Je ne peux manquer de mentionner également Le Troll sous le pont, autre texte très connu et un peu dans la même veine. L’histoire m’a toujours semblé très classique. Cependant je l’aime bien aussi, mais j’ai du mal avec les personnages antipathiques tels que le narrateur et c’est le style que préfère dans ce texte, surtout au début. La peinture que Gaiman fait de l’enfance est toujours très parlante pour moi et l’est particulièrement dans ce récit.
Neige, verre et pommes est la troisième nouvelle la plus emblématique du recueil et elle fait partie de mes favorites. Je vous disais plus haut combien Gaiman aimait regarder les choses, et vous les montrer aussi, sous un autre angle. Il aime aussi les réécritures de contes. Il allie les deux dans cette nouvelle écrite du point de vue de la belle-mère de Blanche-Neige. Ce texte est superbe d’un bout à l’autre.
Parmi ses nouvelles inspirées de contes, on trouve aussi La Route blanche, mélange des contes de Barbe bleue et de Mr Fox. Mais il ne faut pas oublier le titre du recueil et jamais trop se fier à ce que nous conte l’auteur…
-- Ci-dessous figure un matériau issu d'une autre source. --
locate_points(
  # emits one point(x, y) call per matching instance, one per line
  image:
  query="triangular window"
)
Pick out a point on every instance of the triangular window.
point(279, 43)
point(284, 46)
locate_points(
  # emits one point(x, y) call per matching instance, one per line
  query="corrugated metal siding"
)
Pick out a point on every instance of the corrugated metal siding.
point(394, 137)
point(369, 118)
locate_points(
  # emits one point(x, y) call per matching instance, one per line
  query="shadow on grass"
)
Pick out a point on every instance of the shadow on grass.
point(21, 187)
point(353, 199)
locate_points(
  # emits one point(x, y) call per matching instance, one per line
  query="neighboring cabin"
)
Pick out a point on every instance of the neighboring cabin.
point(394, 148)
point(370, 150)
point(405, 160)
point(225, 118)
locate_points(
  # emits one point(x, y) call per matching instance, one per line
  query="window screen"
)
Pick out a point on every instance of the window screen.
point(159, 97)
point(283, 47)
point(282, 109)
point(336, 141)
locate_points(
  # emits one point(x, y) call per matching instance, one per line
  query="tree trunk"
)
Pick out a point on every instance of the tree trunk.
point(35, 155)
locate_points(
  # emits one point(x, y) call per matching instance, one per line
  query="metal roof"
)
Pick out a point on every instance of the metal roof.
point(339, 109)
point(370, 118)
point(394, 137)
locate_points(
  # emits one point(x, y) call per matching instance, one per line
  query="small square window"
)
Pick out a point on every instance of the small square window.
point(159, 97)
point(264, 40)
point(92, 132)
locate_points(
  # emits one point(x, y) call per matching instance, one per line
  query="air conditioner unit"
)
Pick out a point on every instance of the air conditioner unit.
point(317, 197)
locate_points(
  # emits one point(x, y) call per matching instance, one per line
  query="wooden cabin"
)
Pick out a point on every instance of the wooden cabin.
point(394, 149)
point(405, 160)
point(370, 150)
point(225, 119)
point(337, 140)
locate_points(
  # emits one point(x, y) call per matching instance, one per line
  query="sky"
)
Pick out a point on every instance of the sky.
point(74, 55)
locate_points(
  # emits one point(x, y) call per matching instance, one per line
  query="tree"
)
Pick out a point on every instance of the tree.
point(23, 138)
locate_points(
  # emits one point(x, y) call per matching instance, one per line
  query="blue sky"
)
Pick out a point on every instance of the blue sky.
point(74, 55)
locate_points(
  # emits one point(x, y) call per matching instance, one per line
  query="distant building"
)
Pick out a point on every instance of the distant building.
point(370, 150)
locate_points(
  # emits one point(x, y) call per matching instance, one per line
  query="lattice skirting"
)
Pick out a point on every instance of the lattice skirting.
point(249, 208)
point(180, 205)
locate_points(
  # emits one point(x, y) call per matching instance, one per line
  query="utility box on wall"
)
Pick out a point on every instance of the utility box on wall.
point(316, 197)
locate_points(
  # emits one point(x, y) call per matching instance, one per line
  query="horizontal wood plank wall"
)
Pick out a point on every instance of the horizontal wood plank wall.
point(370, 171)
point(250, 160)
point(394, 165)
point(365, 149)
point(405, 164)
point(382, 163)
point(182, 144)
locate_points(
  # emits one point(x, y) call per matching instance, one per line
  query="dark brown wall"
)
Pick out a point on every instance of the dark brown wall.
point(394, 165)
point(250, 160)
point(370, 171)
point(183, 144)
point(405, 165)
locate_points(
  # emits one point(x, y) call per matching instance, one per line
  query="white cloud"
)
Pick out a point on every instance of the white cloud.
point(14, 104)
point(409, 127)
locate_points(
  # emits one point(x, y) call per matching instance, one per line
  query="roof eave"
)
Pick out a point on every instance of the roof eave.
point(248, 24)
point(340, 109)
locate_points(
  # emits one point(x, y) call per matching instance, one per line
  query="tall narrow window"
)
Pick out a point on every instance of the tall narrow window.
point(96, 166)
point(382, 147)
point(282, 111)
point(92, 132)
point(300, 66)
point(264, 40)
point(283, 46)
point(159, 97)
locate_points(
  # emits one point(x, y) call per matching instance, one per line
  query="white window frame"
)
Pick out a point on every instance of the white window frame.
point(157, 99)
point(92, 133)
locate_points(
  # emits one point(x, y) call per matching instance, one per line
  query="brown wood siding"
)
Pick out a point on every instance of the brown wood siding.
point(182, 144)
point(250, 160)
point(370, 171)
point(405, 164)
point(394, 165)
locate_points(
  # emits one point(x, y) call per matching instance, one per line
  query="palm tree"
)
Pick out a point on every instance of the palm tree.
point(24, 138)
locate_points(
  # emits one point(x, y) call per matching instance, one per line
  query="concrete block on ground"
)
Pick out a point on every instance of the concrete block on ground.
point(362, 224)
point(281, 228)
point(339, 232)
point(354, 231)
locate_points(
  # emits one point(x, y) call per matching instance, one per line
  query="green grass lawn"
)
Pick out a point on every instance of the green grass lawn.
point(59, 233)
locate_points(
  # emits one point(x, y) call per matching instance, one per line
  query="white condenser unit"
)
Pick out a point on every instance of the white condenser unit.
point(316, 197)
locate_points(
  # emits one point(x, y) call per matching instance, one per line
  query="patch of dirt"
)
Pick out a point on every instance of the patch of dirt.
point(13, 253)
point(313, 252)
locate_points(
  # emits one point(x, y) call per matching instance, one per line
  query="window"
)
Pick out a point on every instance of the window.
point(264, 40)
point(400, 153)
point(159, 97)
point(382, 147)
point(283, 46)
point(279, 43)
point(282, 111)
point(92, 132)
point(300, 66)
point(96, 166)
Si j’aime les contes, je suis aussi une avide lectrice de fantastique. Les textes d’inspiration lovcraftienne ne sont pas du tout ma tasse de thé, mais heureusement on trouve aussi entre ces pages du fantastique plus traditionnel. J’aime beaucoup Le Prix, qui maintenant que j’y songe a sans doute aussi un petit relent de conte. D’autres textes se trouvent un peu entre les deux, notamment Le Balayeur de rêves ou encore Nicholas était... Deux textes aussi courts que marquants que j’ai toujours trouvés très inspirés. Très classique et subtil, La Reine d’épées appartient également à ce genre qui m’est cher et fait écho, encore une fois, aux illusionnistes et au titre du recueil. Vous pourrez lire d’autres récits fantastiques entre ces pages. Certains vous toucheront plus que d’autres, mais ces lectures vous feront toujours vous interroger, chercher le vrai du faux. Elles vous choqueront parfois, vous laisserons un sentiment bizarre de malaise, mais nourrirons toujours votre réflexion.
Parmi les quelques textes relevant d’autres genres, j’ai été marquée par Mignons à croquer, une fiction spéculative grinçante d’autant plus dérangeante qu’elle est plausible. On trouve de la bonne SF dans ce recueil.
Miroirs et Fumée ne peut laisser aucun lecteur indifférent. Je vous invite à découvrir tous ces textes ainsi que ceux que je n’ai pas cités, à les faire vôtres, à les rêver, à chercher le mécanisme qui fait le tour ou à préférer en ignorer les ficelles pour mieux le savourer. Faites à votre guise. Je suis persuadée que vous ne serez pas déçus.